The country is set to introduce new fuel efficiency standards in April to force auto companies to produce cars that give you more kms for every litre of fuel.
The standard called Corporate Average Fuel Economy (Cafe) will give auto manufacturers time till 2015 to improve raise fuel efficiency of cars by about 18%, up from the average of 14.1 km/litre of petrol to 17.3. With it, cars will have one to five star labels depending on their fuel efficiency.
The Café standard is the average annual fuel efficiency for a manufacturer’s fleet and is measured in terms of global warming causing carbon dioxide emissions.
The draft fuel efficiency standard based on CAFÉ will be notified in May, a Road Transport ministry official told HT. The draft standard will be CO2 emission of 135 gm/km for entire fleet in 2015. In 2010, the average CO2 emission was 165 gm/km.
It will mean fleet fuel efficiency to improve from 14.1 km/litre to 17.3 for petrol cars and from 15.5 km/litre to 19.9 km/litre for diesel cars. The draft also provides for further improvement by 2020 (read graphic).
The standard will ensure fuel efficient and lighter cars and use biofuels and hybrid technologies such as electricity and hydrogen cells, say auto experts. BMW has already decided to start producing vehicles from 2013 to have fuel efficiency of 26 kms per litre. Other carmakers including Maruti and Hyundai also assured to comply with the norm.
Vishnu Mathur, director general of Society of Automobile Manufacturers (SIAM) hoped the norms were practical and rational and said the regulation will aid competition in fuel efficient vehicles.
Auto companies not meeting the norm will have to pay a penalty said an official of Bureau of Energy Efficiency, which worked out the norms with the Road Transport ministry. Penalty could be mandatory phasing out of fuel guzzling vehicles or a fine.
Environmental NGOs want stricter norms. We should aim for European standard of 110 gm/km of CO2 emission by 2020, as against the draft standard of 128 gm/km said Anumita Roy Chowdhury, associate director with the Centre for Science and Environment.

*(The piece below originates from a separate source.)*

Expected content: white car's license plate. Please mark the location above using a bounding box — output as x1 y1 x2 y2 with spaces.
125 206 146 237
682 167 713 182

With less polluting vehicles, Ajay Mathur, BEE Director General of BEE said the cars will also have fuel efficiency based star labels, similar to the one for refrigerators and washing machines. The labels will be for a category of vehicles such as small, medium and big cars.
In India, average car sale witnessed an increase of about 30% in 2010-11, meaning 25.20 lakh cars. Of them, 18 % were fuel guzzling Sports Utility and Multi-Purpose vehicles.